I’m also thankful that we are living this new reality with electricity and heat. I felt much more ‘inconvenienced’ back when we lost power for 12 days during Ice Storm ’98. When we were preparing meals on a wood stove. When our frozen food spoiled. When our TV tower snapped ,leaving us with one channel on a clear day. When the internet and movie streaming services didn’t exist.
Despite today’s inconveniences, social media is filled with those who are taking full advantage of the stay-at-home time by baking bread and experimenting with new recipes. I know how to bake and cook – I simply don’t want to bake and cook. As an empty nester, I much prefer when others bake and cook for me. The take-out menus at downtown restaurants are wonderful and we’re doing our part to support local businesses. That’s my story and I’m sticking to it.
I would love to take the time and read the massive pile of books waiting for me to crack them open. I start one, but my ability to concentrate is toast. I love movies, but you can only watch so many movies before it’s time to get off the damn couch. This upside down world is ruining my typical escape-from-reality activities.
Kudos to parents of young children. I can’t even imagine going through this pandemic having to entertain or engage with little kids. Or teenagers. I’m exhausted just thinking about it.
The problem with this new reality is that we have no idea when it will end. Or, whether the next reality will be anything like our pre-COVID lives. The only way I can wrap my brain around any of this is to think that we’re simply hitting a re-set button. That everything will return to normal someday soon. That we’ll all be more conscientious of how the world has shifted and ensure we can better avoid a future shift.
This may be completely unrealistic or way too optimistic. But, it’s the only way I can sleep at night and not let all of this consume my every waking moment.
In the meantime, I look forward to future hugs. And handshakes. And dinner out with friends. And a post-COVID coif. And the re-opening of movie theatres. And never hearing the word ‘unprecedented.’ And Copper Penny fries. Until then, stay safe and sane!

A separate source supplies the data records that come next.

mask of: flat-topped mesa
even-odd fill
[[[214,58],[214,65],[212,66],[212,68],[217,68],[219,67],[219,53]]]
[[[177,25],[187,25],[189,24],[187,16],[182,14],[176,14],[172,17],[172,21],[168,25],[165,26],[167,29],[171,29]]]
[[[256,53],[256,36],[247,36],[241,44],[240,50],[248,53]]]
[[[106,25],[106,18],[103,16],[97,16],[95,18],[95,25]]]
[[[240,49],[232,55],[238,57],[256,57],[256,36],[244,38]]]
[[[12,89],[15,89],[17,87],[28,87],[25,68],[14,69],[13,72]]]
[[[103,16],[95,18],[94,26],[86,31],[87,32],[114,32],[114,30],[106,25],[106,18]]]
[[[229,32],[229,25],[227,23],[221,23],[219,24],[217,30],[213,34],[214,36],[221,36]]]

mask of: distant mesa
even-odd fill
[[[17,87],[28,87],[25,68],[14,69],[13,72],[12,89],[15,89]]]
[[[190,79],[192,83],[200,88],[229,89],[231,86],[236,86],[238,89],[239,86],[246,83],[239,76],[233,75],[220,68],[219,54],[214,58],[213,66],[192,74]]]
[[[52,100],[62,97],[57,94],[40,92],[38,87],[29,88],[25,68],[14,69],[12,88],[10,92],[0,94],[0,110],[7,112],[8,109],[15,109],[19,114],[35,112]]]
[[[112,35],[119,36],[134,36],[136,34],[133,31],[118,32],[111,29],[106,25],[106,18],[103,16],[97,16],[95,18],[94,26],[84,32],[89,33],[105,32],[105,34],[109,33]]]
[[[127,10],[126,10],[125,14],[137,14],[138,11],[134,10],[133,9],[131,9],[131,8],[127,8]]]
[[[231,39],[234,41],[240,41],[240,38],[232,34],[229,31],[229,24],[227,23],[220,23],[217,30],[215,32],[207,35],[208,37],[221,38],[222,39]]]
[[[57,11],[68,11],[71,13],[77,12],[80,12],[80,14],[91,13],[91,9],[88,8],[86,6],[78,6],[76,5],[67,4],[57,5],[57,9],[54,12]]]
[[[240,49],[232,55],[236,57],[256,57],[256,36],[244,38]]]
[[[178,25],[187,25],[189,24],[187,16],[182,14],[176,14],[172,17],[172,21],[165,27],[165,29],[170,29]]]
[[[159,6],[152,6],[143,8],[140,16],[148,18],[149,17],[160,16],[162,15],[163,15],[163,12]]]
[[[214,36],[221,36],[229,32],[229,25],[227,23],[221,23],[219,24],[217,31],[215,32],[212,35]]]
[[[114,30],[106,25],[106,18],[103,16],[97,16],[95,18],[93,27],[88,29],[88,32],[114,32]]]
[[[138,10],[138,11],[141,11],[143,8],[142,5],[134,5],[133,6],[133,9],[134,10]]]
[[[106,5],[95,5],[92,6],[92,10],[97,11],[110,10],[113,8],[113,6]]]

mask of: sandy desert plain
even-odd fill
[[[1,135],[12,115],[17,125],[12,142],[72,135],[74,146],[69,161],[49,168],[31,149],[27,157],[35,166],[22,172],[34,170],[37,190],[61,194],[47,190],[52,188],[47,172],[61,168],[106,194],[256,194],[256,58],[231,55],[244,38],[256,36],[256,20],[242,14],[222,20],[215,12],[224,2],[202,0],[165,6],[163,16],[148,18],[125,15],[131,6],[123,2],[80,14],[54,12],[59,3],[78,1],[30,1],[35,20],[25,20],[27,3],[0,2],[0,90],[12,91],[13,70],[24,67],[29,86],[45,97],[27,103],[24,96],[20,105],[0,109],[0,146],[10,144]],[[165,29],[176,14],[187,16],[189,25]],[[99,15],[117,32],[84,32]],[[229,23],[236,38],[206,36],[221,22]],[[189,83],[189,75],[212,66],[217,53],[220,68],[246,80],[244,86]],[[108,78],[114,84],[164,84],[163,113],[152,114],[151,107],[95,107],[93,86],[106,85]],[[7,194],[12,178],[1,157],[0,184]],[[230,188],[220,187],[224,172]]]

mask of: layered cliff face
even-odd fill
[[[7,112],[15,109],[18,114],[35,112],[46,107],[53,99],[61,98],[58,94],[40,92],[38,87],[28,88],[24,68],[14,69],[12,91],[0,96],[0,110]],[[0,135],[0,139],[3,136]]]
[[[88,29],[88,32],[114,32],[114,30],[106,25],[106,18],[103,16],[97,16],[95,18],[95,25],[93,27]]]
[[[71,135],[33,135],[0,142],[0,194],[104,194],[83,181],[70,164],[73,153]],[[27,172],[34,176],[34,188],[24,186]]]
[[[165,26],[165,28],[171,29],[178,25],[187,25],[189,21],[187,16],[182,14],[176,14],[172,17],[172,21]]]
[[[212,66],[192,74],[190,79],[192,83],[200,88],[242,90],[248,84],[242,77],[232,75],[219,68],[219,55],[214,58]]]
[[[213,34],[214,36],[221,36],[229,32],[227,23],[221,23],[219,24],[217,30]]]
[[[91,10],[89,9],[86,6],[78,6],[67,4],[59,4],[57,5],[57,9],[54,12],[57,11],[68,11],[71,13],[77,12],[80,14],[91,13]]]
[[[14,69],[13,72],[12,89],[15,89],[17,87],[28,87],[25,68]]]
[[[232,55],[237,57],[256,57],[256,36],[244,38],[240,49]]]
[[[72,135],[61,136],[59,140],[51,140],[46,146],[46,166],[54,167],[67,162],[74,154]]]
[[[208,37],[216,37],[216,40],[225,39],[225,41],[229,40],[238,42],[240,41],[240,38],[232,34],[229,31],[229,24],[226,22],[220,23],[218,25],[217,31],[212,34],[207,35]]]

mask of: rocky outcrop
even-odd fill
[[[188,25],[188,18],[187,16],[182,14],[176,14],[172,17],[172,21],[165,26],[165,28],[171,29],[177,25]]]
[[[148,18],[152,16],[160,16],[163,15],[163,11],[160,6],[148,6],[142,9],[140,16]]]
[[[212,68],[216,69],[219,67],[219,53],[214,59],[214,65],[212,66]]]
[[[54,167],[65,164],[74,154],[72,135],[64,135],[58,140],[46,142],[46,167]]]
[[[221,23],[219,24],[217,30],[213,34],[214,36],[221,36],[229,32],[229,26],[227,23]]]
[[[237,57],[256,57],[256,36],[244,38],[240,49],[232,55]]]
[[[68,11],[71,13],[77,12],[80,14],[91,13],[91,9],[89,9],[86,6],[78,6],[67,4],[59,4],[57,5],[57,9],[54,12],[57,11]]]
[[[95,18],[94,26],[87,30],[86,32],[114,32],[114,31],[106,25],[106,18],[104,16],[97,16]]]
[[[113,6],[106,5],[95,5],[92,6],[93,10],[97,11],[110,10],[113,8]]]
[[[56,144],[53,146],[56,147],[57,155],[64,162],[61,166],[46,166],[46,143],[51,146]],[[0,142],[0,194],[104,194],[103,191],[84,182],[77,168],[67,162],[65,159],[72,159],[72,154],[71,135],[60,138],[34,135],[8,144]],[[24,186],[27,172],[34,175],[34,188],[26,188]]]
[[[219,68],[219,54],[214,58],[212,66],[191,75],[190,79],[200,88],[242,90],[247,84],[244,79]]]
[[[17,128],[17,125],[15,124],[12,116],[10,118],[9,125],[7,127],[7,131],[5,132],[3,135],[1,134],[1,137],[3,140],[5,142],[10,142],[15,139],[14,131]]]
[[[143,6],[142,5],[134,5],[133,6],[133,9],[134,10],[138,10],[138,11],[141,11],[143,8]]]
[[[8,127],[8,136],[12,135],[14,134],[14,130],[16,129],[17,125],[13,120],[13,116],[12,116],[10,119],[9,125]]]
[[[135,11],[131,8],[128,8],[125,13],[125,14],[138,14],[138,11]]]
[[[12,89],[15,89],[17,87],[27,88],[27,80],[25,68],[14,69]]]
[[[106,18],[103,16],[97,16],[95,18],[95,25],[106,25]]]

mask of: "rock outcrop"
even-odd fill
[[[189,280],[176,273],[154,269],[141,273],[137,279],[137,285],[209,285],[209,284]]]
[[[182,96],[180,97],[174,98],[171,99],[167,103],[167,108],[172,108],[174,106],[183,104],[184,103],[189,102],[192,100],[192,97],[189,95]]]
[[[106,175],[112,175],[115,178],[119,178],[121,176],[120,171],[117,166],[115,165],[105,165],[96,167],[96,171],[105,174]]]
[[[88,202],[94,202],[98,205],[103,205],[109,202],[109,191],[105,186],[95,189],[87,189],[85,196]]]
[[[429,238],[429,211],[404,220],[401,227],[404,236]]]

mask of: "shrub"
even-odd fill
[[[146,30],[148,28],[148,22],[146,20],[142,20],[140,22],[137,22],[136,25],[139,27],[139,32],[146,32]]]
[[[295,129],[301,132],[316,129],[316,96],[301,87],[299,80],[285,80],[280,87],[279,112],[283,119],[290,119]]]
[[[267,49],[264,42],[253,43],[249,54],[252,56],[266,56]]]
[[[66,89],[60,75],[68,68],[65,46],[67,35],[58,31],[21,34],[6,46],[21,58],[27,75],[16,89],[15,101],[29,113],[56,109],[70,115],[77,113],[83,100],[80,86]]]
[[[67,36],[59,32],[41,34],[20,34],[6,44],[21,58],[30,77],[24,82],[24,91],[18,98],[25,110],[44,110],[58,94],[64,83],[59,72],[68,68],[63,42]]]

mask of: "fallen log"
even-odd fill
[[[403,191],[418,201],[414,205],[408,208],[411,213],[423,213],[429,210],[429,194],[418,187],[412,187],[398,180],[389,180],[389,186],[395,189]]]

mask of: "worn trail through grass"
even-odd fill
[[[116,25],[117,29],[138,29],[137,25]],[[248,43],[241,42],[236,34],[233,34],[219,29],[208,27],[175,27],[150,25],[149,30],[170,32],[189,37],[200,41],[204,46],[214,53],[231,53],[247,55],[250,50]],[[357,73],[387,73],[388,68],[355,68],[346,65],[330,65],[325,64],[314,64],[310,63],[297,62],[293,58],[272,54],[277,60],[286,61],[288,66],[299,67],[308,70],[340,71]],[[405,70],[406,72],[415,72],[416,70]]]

Kingstonist Community Editorial Board member Lindsey Foster is a relative newbie to Kingston having only lived here for 27 years. She has worked in radio and television news, fundraising, event management, communications and rental property management. She also volunteers with several organizations, including Rotary. With two daughters in their early 20s, Lindsey and her husband, Lawrence, are enjoying their newfound quasi-empty-nester status living downtown.
The Kingstonist 2020 Community Editorial Board is made up of a number of local writers interested in community happenings offering well-researched columns on a wide range of topics, from municipal politics and local contentious issues, to personal opinions and insights into local matters.